(Reuters) – Former England batsman John Edrich, who made more than 100 first-class centuries, has died at the age of 83, the England and Wales Cricket Board (ECB) said on Friday.
Edrich scored more than 5,000 runs for England during a 77-match test career, including 12 centuries. The former Surrey captain notched 103 hundreds and more than 39,000 runs in first-class cricket.
“With John’s passing, we’ve lost a prolific and fearless batsman – one of the select few who have scored more than 5,000 runs for England,” ECB chief executive officer Tom Harrison said in a statement.

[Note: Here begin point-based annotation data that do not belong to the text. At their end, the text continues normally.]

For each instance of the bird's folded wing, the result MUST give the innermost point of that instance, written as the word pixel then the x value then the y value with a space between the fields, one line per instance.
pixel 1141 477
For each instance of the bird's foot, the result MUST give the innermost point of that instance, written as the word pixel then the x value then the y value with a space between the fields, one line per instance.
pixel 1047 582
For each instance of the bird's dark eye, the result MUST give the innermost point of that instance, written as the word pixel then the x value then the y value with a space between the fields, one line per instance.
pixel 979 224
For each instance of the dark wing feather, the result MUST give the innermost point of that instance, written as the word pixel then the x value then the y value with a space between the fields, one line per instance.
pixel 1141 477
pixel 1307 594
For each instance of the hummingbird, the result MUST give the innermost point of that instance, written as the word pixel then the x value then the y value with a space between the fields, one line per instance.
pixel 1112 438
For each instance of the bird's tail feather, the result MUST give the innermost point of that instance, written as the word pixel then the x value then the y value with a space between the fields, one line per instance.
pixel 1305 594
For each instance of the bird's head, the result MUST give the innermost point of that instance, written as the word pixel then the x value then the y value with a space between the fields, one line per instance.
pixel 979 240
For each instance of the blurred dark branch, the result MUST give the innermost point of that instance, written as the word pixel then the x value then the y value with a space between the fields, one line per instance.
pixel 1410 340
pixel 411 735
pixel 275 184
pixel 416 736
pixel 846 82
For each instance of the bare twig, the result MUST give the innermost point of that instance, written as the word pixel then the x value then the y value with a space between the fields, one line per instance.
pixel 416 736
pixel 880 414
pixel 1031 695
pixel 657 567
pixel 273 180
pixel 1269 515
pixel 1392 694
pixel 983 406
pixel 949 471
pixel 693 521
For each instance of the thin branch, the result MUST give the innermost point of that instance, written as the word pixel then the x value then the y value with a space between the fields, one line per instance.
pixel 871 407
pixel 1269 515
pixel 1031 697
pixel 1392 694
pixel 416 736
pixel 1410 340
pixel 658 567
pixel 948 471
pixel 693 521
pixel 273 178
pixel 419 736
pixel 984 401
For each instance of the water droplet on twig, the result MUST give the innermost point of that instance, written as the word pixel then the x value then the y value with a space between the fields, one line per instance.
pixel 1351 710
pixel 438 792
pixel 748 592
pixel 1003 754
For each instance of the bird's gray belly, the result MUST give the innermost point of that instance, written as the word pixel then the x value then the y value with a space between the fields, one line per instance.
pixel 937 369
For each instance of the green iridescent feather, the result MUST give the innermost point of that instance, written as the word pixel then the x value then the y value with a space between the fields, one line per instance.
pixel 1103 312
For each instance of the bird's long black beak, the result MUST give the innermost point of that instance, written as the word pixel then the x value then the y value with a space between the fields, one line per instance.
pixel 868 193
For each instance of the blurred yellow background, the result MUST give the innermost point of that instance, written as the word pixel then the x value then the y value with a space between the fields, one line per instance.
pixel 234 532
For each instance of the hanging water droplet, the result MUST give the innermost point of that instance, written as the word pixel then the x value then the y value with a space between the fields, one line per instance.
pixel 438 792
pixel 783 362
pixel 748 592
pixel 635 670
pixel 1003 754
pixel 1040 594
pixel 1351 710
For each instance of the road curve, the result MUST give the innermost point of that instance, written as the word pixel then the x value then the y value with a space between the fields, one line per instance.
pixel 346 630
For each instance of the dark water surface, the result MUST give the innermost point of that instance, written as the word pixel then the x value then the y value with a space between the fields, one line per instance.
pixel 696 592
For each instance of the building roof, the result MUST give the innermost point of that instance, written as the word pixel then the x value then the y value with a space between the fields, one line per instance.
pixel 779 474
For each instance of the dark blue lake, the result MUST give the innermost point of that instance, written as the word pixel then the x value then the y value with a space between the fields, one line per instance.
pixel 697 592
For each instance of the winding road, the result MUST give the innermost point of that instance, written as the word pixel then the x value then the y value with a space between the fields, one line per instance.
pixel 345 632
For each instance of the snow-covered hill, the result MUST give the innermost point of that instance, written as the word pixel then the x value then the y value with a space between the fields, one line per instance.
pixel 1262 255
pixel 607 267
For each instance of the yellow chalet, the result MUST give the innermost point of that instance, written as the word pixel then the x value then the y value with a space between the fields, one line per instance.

“His duels with some of the world’s best fast bowlers were legendary, and it’s a testament to his ability that his 310 not out against New Zealand in 1965 remains the fifth highest Test score by an English batsman.
“He will be sadly missed, and our thoughts are with his family and friends.”
Edrich made his test debut against West Indies in 1963, ending his career at the highest level against the same opposition in 1976.
Former England all-rounder Ian Botham led the tributes.
“Very sad news today to wake up on Christmas Day and to be told that John Edrich has passed away!!,” Botham said on Twitter.
“A wonderful man who I was lucky enough to spend some quality time with… RIP.”
Former England and Surrey batsman Mark Butcher said; “A test triple-centurion and @surreycricket legend. #RIP”.
Edrich played in the first-ever one-day international, against Australia at Melbourne in 1971, hitting the first boundary, making the first half-century and being named man-of-the-match.